Meet a Second Striker # 7

Damian Karl Wereta is a second striker.

His second strikes were for two convictions for wounding with intent to cause grievous bodily harm, committed on fellow prisoners, for which he received a sentence of 7 years 9 months imprisonment, cumulative on his existing first strike sentence.  He and other prisoners attacked three others in a cell with improvised weapons, leaving one victim with a life-threatening neck injury.  He committed his second strike offences while in prison serving his first strike sentence.  The Judge said he would have imposed a 50% minimum non-parole period, if it wasn’t for Three Strikes requiring that the entire sentence be served in full without parole.

As a result, Wereta is certain to serve almost 4 years more in prison than would be the case without Three Strikes. Despite his serious offending he would be eligible for parole after just half his sentence.

Despite Wereta committing numerous violent offences while in prison and his long history of violent offending, the Judiciary have failed to protect the public by sentencing him to preventive detention, despite the Crown asking for that sentence in 2015.  Wereta has also attacked a Crown prosecutor while in Court.

His first strike offence was for the aggravated robbery of a suburban dairy, which he committed with his brother.  For that, and other offending, he received a sentence of 10 years 6 months imprisonment.  Aggravated robberies of dairies can have devastating consequences for the victims. Apart from the obvious violence suffered, the psychological impact is often huge, and financially can be crippling on people often barely able to eke out a living from running their dairy, working long hours, 7 days a week.  When sentenced for this offending in 2013, the court had to have 13 police and security officers in court to ensure Wereta and his brother, who was also being sentenced, behaved themselves.  Both were heavily manacled for the sentencing.

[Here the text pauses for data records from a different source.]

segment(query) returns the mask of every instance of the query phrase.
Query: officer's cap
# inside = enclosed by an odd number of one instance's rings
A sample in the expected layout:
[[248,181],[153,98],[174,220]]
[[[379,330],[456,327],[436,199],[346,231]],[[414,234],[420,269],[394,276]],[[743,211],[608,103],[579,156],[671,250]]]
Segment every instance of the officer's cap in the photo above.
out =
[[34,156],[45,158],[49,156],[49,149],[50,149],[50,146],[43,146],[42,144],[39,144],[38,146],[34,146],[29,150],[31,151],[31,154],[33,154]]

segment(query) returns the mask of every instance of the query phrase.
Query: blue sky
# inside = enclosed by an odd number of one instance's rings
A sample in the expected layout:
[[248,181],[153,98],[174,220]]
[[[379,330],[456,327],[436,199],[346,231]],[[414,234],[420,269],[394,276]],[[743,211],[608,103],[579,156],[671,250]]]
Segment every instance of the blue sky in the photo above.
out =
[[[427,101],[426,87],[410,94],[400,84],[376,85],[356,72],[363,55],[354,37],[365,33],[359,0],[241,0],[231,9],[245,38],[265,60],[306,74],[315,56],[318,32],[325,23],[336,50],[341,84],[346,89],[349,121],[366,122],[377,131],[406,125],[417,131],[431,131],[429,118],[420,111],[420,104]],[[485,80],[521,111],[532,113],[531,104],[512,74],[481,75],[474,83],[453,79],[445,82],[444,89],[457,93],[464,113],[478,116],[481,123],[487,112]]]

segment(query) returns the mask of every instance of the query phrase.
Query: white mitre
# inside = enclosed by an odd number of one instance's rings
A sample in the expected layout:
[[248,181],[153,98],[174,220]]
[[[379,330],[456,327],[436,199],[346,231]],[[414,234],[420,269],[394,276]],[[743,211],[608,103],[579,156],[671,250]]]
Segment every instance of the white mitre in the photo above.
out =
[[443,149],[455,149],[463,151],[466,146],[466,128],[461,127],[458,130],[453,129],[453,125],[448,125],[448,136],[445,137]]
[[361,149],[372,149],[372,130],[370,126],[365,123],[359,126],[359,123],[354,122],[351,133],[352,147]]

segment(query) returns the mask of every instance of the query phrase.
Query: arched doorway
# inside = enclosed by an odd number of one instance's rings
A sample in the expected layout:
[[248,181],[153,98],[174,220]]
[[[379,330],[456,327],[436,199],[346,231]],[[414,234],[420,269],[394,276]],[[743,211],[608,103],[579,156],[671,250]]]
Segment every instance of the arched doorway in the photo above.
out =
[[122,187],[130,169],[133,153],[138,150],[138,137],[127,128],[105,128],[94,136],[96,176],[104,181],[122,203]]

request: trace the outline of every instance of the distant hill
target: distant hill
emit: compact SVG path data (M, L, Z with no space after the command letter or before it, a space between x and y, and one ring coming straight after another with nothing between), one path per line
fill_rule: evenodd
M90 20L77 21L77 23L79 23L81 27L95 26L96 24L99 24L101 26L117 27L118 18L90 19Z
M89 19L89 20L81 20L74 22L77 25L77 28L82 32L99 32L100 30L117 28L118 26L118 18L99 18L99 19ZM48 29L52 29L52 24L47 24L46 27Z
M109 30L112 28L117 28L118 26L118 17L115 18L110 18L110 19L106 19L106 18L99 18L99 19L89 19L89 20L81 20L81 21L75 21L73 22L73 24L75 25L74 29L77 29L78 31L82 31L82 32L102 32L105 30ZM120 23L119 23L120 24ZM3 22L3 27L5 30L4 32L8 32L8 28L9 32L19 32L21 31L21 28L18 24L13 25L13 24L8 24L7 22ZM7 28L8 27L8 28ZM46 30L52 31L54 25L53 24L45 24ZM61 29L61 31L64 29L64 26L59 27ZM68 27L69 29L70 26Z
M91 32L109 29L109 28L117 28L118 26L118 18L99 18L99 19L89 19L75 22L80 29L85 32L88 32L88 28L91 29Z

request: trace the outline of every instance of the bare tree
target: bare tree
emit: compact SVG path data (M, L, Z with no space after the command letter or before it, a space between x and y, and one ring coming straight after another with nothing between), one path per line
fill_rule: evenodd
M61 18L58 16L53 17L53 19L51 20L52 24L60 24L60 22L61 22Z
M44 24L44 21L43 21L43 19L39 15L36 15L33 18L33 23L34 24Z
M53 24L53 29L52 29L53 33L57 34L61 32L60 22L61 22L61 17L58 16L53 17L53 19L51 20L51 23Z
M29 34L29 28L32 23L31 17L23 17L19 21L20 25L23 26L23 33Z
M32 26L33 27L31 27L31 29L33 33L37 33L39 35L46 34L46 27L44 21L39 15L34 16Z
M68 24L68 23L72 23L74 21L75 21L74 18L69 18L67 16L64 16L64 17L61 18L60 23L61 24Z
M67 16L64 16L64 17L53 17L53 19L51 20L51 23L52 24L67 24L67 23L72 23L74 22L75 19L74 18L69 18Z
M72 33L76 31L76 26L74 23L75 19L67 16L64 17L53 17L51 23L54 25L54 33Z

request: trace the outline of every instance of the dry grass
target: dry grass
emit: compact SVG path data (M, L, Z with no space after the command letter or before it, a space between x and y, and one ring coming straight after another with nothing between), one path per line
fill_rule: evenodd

Damian Wereta has at least 76 criminal convictions, including at least 25 convictions for violent offending, and an unknown number of Youth Court convictions.  He is a gang memberAged approximately 38, a psychologist has assessed him at a very high risk of offending and creating new victims, whether in prison or out on the community.

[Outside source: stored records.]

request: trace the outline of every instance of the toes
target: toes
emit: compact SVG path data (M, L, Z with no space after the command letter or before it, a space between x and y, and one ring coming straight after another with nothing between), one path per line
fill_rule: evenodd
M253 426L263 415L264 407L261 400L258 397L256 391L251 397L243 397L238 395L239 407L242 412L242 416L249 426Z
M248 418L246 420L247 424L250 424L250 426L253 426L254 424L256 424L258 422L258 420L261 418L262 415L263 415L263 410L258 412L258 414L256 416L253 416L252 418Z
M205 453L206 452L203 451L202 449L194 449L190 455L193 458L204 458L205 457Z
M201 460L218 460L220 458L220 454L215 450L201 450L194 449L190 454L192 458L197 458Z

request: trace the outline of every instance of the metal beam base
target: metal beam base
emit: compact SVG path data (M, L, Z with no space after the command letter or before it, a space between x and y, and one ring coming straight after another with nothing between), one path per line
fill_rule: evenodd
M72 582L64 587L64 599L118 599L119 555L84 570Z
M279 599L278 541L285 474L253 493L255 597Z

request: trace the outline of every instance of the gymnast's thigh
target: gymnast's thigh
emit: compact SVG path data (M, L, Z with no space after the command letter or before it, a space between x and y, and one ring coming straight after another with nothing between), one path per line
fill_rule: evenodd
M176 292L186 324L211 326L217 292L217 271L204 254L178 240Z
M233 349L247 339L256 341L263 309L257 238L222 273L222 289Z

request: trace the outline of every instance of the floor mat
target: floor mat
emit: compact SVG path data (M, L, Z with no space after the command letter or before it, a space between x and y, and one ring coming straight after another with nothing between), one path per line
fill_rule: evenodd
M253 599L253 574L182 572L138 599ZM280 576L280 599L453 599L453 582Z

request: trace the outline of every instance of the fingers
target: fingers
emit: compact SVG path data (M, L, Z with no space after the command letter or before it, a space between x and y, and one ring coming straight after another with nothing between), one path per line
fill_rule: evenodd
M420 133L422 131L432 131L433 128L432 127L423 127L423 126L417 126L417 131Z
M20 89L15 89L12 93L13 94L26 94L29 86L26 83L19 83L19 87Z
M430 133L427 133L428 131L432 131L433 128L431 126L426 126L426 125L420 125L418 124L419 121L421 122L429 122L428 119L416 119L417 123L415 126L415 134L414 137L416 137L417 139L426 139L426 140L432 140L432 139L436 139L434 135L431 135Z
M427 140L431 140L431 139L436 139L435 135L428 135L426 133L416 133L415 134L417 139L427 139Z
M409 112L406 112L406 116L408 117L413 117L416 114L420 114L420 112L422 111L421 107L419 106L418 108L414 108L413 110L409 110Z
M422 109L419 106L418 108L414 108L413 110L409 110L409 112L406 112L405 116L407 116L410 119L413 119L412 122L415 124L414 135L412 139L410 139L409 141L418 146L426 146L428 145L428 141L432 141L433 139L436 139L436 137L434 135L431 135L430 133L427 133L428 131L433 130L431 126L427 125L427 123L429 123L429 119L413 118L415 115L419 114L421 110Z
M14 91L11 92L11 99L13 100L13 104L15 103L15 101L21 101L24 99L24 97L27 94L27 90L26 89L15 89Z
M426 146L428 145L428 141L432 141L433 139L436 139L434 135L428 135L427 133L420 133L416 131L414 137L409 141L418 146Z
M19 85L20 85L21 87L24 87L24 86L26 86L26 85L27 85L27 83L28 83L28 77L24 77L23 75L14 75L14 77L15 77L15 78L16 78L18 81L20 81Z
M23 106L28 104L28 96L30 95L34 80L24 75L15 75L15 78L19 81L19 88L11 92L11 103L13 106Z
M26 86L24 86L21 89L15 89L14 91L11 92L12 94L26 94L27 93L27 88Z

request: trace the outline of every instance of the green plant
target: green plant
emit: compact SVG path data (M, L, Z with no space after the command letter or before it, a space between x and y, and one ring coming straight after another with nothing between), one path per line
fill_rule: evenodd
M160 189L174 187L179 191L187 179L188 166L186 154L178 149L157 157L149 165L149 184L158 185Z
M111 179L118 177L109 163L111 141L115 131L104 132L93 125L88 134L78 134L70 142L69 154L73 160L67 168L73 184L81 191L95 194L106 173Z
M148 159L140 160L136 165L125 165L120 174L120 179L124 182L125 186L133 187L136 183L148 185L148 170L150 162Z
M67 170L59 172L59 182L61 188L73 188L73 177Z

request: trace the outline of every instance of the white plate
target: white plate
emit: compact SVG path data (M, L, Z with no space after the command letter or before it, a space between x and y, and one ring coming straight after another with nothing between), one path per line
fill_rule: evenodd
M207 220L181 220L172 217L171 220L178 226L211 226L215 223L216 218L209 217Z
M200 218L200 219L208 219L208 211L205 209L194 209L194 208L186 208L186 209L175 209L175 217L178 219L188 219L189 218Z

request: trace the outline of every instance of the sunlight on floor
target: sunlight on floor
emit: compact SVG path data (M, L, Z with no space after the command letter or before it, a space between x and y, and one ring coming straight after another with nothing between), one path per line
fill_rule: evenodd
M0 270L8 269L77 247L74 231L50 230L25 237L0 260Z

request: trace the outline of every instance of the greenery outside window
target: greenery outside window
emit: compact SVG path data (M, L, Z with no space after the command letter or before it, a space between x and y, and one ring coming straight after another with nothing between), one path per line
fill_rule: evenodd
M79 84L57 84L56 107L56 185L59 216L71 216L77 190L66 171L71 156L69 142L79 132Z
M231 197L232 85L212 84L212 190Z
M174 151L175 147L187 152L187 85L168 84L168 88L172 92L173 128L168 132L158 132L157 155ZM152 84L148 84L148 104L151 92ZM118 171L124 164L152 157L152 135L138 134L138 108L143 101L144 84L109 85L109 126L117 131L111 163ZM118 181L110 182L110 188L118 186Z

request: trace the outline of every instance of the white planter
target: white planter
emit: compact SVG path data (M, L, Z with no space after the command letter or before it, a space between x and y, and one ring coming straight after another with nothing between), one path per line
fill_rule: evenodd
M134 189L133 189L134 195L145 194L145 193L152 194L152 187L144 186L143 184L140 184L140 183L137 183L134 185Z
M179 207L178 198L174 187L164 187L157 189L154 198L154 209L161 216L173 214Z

Prime Minister Jacinda Ardern and Justice Minister Andrew Little want the Parole Board to be able to let him out early, which would allow him to continue his violent offending in the community, rather than in the confines of prison.

Under Three Strikes, Wereta will remain in prison, ineligible for parole, until at least September 2022.

His background is sad, but also makes you realise the chances of rehabilitation are so limited. His dad was a gang chapter president.  He was into drugs and alcohol at a very early age. CYFS got involved with him once he was seven. He never went to secondary school. He has fathered seven children himself. He appears to have never had a job.